First, the similarities. Both the ICC and ICJ are international courts. Both reside in The Hague (in Dutch, Den Haag), the city on the North Sea of the Netherlands about a 50-minute train ride from Amsterdam. Both courts have subject matter jurisdiction over the “crime of crimes” of genocide, among other matters.
But the two courts are not the same. For one, they are physically separate. The ICJ resides in the stately and cathedral-like Peace Palace near The Hague’s downtown, while the ICC is in a futuristic glass-encased building on the east side of the city a few miles away.
The two courts hear different kinds of cases. The ICJ hears disputes between nations, not private parties or persons. The Court has been in the news recently from a case that South Africa brought against Israel, claiming that Israel failed to meet its obligations under the Convention on the Prevention and Punishment of the Crime of Genocide. That Convention is an international treaty signed and ratified by both Israel and South Africa. The parties just finished their initial presentations to the Court, which will now decide whether to order provisional measures until it can decide the merits of the dispute.
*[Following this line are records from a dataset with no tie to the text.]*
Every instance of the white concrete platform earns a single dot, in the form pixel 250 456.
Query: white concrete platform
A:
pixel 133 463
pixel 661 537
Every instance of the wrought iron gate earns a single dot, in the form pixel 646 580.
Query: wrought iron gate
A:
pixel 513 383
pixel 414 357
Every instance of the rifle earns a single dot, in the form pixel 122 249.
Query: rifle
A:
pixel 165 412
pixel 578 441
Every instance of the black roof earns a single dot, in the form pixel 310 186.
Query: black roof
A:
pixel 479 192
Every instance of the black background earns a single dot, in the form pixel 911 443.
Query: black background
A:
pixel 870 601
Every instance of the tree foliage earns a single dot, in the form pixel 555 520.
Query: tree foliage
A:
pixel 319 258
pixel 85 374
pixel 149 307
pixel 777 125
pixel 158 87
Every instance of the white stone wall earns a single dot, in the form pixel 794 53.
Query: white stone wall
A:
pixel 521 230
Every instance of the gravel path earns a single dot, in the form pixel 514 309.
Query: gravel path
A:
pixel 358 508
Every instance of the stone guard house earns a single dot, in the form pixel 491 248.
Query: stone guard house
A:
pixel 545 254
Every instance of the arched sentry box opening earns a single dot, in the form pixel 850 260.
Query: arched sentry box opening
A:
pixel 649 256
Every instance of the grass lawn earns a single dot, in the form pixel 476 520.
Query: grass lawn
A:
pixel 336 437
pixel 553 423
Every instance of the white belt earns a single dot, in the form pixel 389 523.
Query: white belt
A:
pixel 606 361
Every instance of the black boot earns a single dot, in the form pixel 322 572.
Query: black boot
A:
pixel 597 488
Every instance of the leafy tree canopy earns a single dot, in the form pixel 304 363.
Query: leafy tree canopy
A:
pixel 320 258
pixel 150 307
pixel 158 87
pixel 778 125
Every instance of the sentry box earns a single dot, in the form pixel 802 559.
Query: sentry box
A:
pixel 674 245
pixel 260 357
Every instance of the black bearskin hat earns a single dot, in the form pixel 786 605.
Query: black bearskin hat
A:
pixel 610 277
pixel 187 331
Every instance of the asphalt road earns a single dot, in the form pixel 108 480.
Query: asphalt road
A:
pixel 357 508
The ICC, on the other hand, is a criminal court, as its name suggests. It investigates and prosecutes individuals. But not just for any crimes: its mandate is limited to just four crimes: genocide, crimes against humanity, war crimes, and aggression. These are the so-called “core international crimes,” also known as “atrocity crimes.” The ICC operates on the principle embraced at the Nuremberg Tribunals decades earlier that atrocity crimes are of such universal concern that international prosecutions may be warranted when nations cannot or will not prosecute them on their own.
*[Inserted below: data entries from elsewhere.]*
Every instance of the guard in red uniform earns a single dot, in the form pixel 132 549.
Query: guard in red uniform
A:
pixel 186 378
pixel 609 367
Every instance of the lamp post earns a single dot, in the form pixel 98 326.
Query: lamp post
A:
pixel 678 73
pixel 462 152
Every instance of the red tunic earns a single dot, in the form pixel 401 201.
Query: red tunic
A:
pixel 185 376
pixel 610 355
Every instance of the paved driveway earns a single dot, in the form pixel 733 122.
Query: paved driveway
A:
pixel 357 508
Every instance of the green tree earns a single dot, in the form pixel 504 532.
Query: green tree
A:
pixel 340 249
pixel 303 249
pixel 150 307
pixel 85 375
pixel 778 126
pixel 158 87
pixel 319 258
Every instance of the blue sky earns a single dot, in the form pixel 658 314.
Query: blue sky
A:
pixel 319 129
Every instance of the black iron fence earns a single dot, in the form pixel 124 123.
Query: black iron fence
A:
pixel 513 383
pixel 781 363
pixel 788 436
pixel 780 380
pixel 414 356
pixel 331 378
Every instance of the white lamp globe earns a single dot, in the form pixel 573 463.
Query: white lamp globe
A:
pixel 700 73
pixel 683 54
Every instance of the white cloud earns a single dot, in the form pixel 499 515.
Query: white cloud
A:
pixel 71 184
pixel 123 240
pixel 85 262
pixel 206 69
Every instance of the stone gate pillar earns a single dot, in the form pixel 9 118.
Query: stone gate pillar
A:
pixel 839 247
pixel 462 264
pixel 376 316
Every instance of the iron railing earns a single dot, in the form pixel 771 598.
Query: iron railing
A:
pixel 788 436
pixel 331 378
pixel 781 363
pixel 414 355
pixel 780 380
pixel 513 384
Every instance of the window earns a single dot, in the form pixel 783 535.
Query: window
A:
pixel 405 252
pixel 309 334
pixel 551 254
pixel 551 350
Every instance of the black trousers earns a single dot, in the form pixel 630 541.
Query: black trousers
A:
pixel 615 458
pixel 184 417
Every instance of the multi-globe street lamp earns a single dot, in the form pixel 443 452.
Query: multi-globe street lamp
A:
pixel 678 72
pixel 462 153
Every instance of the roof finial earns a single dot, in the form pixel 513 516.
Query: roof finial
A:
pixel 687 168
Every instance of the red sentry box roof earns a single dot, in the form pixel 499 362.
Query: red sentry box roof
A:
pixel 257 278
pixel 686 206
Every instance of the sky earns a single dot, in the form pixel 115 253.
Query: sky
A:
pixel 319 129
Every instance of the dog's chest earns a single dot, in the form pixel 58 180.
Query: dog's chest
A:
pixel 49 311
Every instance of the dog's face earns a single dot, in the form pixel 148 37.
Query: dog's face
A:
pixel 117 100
The ICC’s jurisdiction is based on consent, meaning that it can address crimes committed in countries or by their nationals only when those countries have signed and ratified the ICC’s governing treaty, the Rome Statute. Currently 124 states have done so. Major powers such as the United States, China, and Russia have refused to join. Israel, too, has refused to join, but Palestine’s accession to the Rome Statute in 2015 opened the door for the ICC’s prosecutor to examine atrocities committed in Palestine or by its own nationals. So far, the ICC prosecutor has been receiving information about alleged recent atrocities but has yet not announced charges against any individuals, or even a formal investigation.
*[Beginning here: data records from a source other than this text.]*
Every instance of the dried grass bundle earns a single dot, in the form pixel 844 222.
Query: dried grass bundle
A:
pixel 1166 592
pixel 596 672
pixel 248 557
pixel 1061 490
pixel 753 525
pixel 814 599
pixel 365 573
The ICC and ICJ also differ in their relationship to the United Nations (UN). The ICJ is the official judicial organ of the UN. The ICC, on the other hand, is an outgrowth of frustration with the UN. Collective action by the UN requires the unanimous approval of all five permanent members of the UN Security Council: the United States, China, Russian Federation, United Kingdom, and France. Time and time again, those five nations have disagreed on how to respond to international crises. The discord proved too much in the 1990s, when insufficient responses to atrocities such as a genocide in Rwanda and ethnic cleansing in Bosnia-Herzegovina fueled a desire for an alternative international institution to address atrocities. That effort begot the ICC in 2002—a court separate from, but occasionally addressing the same issues as, the UN’s ICJ.